Lloyd’s devotion to ethereal beauty (a cushiony “Monk’s Mood,” a deep-breathing take on the Beach Boys’ “In My Room”) was balanced by an extra infusion of barbecue smoke thanks to the pushy electric bass of Reuben Rogers and the mud-spattered drums of Eric Harland. Ornette Coleman’s happy jump-blues “Ramblin’” swayed more gently under Lloyd’s spell; Lloyd’s new “Dismal Swamp” resonated as a funkier version of the Miles Davis waltz “All Blues.” It was no accident that we kept hearing echoes of John Lee Hooker stomp, Bo Diddley thump or even Grateful Dead bounce – Lloyd wanted to touch maximum bases.
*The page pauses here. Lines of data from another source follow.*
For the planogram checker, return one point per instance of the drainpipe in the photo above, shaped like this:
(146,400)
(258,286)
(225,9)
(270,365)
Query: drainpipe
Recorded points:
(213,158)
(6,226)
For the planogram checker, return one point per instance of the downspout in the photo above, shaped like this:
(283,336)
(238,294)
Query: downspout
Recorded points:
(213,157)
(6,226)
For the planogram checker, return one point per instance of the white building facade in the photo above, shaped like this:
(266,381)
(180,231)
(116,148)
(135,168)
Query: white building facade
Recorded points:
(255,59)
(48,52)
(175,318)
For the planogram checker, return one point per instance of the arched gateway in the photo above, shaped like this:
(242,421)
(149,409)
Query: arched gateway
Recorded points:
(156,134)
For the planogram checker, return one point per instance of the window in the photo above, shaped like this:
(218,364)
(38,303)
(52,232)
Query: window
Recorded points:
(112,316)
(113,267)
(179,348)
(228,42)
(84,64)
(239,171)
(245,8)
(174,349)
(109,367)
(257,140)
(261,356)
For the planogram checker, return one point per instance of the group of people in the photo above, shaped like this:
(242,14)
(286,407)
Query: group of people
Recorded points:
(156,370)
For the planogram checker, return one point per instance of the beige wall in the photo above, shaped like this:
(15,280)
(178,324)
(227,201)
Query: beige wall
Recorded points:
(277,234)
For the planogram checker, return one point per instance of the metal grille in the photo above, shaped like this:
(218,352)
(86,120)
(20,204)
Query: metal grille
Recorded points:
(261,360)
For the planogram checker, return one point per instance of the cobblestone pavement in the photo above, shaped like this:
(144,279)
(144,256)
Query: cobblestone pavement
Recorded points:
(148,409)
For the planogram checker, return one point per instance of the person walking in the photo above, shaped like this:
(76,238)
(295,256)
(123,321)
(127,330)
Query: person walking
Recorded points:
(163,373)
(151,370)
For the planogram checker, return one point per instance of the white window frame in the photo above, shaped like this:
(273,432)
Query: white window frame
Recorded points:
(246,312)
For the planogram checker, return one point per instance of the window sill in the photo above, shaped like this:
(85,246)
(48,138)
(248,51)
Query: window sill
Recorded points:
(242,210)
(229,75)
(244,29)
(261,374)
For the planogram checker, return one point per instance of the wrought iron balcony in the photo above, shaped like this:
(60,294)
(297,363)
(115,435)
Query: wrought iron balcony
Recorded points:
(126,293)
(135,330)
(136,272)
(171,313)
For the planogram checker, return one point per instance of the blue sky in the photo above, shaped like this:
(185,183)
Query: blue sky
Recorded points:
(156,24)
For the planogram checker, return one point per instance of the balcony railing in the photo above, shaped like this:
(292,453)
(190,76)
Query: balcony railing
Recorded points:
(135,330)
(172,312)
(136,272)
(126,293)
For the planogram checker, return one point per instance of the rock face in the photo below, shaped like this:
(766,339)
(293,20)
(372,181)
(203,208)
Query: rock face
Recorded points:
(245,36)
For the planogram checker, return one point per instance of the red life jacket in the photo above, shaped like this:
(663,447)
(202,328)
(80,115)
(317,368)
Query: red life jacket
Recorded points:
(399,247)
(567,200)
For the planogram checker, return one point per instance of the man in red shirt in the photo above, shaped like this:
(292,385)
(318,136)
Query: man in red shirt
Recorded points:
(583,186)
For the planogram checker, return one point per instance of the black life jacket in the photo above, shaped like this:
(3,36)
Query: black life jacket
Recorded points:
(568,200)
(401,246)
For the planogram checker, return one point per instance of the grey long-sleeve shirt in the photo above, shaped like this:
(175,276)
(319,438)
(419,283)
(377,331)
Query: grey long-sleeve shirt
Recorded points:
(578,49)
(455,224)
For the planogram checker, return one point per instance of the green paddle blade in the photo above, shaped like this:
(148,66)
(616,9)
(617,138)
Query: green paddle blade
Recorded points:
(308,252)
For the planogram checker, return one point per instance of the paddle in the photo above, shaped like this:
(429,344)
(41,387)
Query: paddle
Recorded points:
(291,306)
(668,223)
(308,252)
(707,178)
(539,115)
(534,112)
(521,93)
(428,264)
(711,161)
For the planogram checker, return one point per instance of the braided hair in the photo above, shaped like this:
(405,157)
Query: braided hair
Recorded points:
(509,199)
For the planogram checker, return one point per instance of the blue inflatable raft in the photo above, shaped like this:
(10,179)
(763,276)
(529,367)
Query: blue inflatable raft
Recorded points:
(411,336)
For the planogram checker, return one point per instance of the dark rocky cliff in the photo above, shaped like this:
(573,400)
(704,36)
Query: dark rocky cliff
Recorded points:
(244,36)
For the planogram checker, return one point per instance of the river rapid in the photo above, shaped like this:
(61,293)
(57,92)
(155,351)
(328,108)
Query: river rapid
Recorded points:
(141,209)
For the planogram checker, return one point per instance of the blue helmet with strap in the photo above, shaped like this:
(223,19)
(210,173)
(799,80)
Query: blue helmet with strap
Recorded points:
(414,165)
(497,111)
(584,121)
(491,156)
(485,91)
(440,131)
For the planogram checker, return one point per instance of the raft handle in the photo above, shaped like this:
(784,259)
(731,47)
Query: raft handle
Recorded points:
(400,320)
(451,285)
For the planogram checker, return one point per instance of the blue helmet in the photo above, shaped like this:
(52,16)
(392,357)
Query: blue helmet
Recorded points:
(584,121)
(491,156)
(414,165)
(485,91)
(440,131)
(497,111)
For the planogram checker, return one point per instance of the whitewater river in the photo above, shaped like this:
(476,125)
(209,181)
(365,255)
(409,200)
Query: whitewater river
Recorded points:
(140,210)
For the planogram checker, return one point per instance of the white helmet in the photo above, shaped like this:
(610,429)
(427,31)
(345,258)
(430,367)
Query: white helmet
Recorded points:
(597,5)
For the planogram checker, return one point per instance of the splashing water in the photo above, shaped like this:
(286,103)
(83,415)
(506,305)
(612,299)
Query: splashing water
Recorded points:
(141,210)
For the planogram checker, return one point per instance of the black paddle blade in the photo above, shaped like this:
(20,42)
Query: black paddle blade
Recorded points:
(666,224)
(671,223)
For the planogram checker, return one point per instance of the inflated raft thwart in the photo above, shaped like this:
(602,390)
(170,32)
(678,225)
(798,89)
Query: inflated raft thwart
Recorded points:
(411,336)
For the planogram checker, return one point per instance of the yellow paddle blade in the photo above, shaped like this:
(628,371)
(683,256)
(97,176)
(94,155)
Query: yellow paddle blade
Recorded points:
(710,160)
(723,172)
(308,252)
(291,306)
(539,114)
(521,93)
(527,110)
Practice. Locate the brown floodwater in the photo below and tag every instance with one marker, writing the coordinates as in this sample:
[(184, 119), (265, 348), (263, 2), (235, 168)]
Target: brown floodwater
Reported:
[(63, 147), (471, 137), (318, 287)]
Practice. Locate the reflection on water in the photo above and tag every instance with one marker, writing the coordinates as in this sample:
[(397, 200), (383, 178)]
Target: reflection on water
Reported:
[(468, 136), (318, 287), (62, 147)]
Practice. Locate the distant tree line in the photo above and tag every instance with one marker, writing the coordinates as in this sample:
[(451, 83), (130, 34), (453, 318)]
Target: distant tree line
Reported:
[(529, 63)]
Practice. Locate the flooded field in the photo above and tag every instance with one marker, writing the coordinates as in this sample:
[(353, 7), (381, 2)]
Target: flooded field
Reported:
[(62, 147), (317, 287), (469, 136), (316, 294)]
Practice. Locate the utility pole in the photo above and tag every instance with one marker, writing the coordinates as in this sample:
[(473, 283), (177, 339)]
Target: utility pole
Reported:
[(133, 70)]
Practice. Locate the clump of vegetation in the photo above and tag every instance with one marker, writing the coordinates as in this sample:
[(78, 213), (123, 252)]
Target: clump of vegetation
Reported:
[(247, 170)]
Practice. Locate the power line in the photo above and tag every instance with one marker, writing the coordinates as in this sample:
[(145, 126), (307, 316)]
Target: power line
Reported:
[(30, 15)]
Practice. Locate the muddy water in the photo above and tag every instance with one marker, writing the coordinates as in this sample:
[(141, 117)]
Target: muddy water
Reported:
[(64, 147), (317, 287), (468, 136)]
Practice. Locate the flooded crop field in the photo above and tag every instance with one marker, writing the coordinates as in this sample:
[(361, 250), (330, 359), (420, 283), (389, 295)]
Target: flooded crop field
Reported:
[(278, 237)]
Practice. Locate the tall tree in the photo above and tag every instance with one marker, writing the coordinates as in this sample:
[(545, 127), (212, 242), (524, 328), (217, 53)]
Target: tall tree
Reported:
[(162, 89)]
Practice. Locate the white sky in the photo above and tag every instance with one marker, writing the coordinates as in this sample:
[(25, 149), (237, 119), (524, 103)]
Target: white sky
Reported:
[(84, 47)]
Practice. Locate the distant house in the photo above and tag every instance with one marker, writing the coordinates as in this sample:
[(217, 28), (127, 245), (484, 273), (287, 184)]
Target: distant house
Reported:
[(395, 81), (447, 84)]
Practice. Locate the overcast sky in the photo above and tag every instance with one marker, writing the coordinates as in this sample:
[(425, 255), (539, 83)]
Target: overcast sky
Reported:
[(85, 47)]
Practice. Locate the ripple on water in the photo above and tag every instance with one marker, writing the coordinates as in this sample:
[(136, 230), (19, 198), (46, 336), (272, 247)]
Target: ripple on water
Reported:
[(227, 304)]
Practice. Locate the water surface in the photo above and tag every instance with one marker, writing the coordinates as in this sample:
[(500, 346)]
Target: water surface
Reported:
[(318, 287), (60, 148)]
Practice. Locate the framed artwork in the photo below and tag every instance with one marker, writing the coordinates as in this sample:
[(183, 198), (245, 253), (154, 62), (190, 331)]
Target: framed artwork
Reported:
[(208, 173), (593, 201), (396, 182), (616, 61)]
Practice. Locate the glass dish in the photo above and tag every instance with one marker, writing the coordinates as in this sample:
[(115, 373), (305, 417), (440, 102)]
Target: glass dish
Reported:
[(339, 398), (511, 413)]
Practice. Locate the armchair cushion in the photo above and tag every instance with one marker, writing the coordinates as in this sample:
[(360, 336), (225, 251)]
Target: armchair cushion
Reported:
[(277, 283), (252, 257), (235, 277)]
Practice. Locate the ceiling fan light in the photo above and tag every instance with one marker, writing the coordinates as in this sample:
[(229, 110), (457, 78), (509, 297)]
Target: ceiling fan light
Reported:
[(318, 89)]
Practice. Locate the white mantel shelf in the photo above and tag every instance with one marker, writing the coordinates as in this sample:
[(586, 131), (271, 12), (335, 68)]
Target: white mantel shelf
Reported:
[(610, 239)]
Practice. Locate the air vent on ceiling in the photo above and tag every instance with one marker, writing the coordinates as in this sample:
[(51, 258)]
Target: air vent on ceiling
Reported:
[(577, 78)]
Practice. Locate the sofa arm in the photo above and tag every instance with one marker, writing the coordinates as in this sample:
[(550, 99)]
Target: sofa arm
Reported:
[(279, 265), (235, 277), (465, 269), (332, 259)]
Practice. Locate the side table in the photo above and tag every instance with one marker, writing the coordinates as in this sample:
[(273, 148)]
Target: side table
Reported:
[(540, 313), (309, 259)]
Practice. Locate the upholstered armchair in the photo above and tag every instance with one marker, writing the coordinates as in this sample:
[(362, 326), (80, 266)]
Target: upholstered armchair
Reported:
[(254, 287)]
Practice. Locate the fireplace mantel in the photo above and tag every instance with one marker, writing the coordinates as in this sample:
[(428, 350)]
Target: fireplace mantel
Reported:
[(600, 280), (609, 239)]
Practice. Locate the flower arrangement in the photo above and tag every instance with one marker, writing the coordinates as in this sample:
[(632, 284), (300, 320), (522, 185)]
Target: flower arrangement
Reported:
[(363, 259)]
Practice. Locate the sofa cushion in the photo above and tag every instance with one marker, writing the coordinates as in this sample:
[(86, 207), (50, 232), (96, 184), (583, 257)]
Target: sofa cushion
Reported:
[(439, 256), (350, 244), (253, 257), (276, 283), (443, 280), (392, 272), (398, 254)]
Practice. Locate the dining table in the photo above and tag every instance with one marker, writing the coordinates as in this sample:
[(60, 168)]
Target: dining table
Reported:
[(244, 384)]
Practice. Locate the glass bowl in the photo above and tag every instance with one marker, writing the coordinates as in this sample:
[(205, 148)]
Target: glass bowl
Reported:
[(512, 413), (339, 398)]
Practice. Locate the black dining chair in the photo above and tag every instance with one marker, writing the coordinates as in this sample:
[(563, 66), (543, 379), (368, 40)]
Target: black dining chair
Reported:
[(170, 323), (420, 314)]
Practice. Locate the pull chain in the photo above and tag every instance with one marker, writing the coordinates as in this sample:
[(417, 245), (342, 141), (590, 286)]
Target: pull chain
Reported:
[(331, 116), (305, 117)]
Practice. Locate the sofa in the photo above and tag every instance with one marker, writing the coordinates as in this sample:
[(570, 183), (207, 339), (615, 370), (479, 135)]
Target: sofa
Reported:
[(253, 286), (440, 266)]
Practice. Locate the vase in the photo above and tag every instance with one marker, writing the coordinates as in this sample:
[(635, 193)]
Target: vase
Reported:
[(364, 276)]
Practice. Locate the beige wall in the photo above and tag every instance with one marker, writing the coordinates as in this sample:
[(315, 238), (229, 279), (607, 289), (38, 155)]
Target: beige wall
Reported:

The finely brushed electric guitar of Frisell and the ghostly pedal steel of Greg Leisz intertwined with wonderful intuition throughout, adding immeasurable dimensions of trueblood folk & country to Lloyd’s ancestral blues. On the ballads, Lloyd dedicated his tenor mostly to nuanced expressions of simple melodic lines and a few tripping connective runs, but he ventured to the brink of honking on the more rhythm-oriented numbers, messing subtly with the beat along with long-steeped mates Harland and Rogers.

For the last half hour, by way of calculated contrast, Lucinda Williams joined the band in full roadhouse-trash mode – boots, squeeze-on jeans, push-up cleavage and teased blond fluff. Belting strong and gritty on Blind Willie Johnson’s “It’s Nobody’s Fault but Mine,” she grew bleary on her own regretful ballads “A Place in My Heart” and “Ventura,” and sleepy on Bob Dylan’s “Masters of War” (a highlight of Lloyd’s current “I Long To See You”). If Sam Cooke believed “A Change Is Gonna Come,” Williams didn’t seem too sure, and when she finished with “I Shall Be Released,” she sounded grateful.

The Charles-and-Lucinda story was a work in progress. She said this band took her places she’d never been, and some of those places might not have felt like her personal armchair. Lloyd, after all, is a great singer in his own right, even if he sings through a reed.